Niger: une sœur et un sultan pour les derniers

Le Niger, un des pays les plus pauvres de la planète, nous offre quelques témoignages de musulmans et de chrétiens qui luttent contre toute forme d’intégrisme, une entente bouleversante pour ceux qui croient que musulmans et chrétiens peuvent tout au plus se tolérer.

 

 

La fondation par Mère Marie-Catherine Persévérance de la première communauté du Niger de sœurs, la « Fraternité des Servantes du Christ », est une synthèse de cette réalité qui rapproche quant à ce qui est essentiel musulmans et chrétiens. C’est en effet cette femme sénégalaise expérimentée et ancienne religieuse d’une importante congrégation qui, il y a six ans, a initié une nouvelle mission dans une des régions les plus hostiles du pays, celle de Maradi, et qui, grâce au soutien du sultan Balla Marafa, peut aujourd’hui développer différents projets visant à valoriser la dignité des plus faibles parmi les pauvres: les femmes et les enfants.

 

 

Se déplacer à l’intérieur de cet immense pays, qui fait quatre fois la superficie de l’Italie, signifie supporter la chaleur de 40 degrés et même plus de 50 degrés en avril et mai, signifie accepter les dangers des routes qui souvent sont des sentiers tracés par des femmes et des hommes qui parcourent des dizaines de kilomètres à pied chaque jour pour trouver quelque chose pour nourrir leur propre famille.

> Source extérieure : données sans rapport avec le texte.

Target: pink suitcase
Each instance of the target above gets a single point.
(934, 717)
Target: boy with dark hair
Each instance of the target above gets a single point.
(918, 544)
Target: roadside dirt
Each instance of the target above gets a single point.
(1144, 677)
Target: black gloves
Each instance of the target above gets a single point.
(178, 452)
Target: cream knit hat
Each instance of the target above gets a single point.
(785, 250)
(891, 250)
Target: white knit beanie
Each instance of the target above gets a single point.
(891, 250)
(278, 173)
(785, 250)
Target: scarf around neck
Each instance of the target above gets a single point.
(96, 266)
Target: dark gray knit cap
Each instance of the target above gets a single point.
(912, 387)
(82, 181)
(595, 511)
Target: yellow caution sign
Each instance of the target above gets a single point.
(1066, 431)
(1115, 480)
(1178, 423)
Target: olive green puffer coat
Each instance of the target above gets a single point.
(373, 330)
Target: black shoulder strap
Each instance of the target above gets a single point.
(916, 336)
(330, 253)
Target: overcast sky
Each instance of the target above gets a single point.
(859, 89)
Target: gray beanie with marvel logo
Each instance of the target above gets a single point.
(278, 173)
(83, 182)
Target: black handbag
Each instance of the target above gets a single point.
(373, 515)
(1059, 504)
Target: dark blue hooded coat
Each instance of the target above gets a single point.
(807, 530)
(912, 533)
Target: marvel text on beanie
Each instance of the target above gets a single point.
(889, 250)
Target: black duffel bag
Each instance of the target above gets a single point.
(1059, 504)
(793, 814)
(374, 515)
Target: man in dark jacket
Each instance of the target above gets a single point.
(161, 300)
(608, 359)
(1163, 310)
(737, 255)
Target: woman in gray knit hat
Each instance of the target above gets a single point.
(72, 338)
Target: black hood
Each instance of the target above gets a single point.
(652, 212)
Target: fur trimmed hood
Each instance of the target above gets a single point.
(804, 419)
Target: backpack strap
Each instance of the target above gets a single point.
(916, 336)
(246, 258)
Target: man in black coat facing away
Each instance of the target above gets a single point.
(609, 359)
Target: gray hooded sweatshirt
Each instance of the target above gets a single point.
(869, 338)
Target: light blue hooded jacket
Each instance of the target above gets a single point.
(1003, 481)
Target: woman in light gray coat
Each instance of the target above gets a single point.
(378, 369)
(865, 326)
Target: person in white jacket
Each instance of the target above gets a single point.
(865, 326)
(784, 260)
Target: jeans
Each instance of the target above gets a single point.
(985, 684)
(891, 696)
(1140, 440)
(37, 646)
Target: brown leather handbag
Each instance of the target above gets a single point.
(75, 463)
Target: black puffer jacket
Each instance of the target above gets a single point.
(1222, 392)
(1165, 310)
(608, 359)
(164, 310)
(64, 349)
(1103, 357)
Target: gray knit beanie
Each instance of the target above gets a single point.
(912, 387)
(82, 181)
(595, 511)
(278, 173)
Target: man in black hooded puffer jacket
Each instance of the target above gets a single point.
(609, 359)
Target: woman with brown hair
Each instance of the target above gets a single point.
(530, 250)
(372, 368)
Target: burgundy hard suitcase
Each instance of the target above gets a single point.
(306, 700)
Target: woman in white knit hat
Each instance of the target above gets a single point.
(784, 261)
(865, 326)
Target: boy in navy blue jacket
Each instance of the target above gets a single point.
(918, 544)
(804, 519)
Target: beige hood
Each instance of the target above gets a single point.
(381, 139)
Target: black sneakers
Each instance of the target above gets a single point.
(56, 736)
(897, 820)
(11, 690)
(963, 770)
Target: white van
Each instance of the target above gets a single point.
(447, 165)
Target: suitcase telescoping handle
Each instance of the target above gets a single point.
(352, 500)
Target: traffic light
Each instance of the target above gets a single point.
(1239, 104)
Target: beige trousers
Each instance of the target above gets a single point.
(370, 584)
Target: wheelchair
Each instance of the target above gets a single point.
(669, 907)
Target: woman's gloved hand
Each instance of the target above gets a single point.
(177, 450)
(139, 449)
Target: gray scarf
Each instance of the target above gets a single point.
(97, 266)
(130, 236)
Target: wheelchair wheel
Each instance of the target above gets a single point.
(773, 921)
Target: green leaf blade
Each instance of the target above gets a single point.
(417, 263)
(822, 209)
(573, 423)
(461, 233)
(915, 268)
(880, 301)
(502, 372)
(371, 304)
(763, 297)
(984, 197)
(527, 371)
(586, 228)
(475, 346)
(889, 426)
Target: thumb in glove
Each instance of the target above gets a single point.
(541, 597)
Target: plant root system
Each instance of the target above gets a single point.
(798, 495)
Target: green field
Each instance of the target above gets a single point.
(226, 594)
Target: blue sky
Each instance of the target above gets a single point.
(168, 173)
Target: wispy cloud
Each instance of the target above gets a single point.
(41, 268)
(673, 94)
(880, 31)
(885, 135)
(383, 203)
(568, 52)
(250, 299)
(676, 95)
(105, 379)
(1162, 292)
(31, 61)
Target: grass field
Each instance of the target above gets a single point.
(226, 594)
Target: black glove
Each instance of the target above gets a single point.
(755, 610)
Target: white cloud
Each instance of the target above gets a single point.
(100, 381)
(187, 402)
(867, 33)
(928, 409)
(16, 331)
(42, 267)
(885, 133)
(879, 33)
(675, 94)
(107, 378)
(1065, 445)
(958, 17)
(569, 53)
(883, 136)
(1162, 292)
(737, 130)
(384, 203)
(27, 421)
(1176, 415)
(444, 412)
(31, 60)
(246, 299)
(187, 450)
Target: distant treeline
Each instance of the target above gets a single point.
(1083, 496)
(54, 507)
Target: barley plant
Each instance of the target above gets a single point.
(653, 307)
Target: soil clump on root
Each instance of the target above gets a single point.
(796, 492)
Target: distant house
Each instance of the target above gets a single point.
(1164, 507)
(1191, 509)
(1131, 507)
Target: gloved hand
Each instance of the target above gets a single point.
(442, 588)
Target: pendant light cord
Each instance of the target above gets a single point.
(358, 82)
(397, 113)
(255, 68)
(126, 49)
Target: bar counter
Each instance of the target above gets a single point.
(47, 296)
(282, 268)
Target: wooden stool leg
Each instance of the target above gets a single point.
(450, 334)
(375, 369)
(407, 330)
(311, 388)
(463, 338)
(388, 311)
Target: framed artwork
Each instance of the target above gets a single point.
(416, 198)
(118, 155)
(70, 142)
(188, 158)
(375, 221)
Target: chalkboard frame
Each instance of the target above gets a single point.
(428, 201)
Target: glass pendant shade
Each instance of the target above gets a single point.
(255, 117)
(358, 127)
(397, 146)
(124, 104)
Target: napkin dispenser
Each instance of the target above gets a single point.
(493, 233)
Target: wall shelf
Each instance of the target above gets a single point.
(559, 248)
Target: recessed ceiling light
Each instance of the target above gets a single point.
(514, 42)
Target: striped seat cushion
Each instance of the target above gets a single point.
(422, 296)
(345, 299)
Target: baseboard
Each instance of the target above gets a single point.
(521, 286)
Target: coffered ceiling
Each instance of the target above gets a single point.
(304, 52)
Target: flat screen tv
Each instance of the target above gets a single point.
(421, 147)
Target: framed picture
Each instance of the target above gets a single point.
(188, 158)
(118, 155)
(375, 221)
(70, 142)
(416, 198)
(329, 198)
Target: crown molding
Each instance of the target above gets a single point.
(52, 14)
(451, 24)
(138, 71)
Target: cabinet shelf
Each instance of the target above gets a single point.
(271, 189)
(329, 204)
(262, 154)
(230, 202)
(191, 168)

En visitant quatre villages sur les 120 qui bénéficient des services de la « Fraternité des Servantes du Christ », on rencontre les grands défis qui sont lancés à une grande partie des 15 millions d’habitants du pays, où les chrétiens représentent à peine le 1% de la population contre 90% de musulmans.

 

 

La crise alimentaire et l’analphabétisme sont les plus graves calamités auxquelles il faut trouver une solution de manière urgente. A cela s’ajoutent des fléaux qui semblent d’une autre époque et qui pourtant sont bien enracinés dans les mœurs des habitants, comme les mariages précoces qui contraignent des fillettes de 11 ans à se marier. Souvent avec des hommes d’un certain âge et qui dans leur foyer comptent déjà la présence de deux ou trois femmes et de plusieurs enfants. C’est l’histoire de centaines de filles d’un quartier de la ville Maradi où vivent celles qui ont pu échapper à leur mari et qui maintenant se prostituent pour survivre.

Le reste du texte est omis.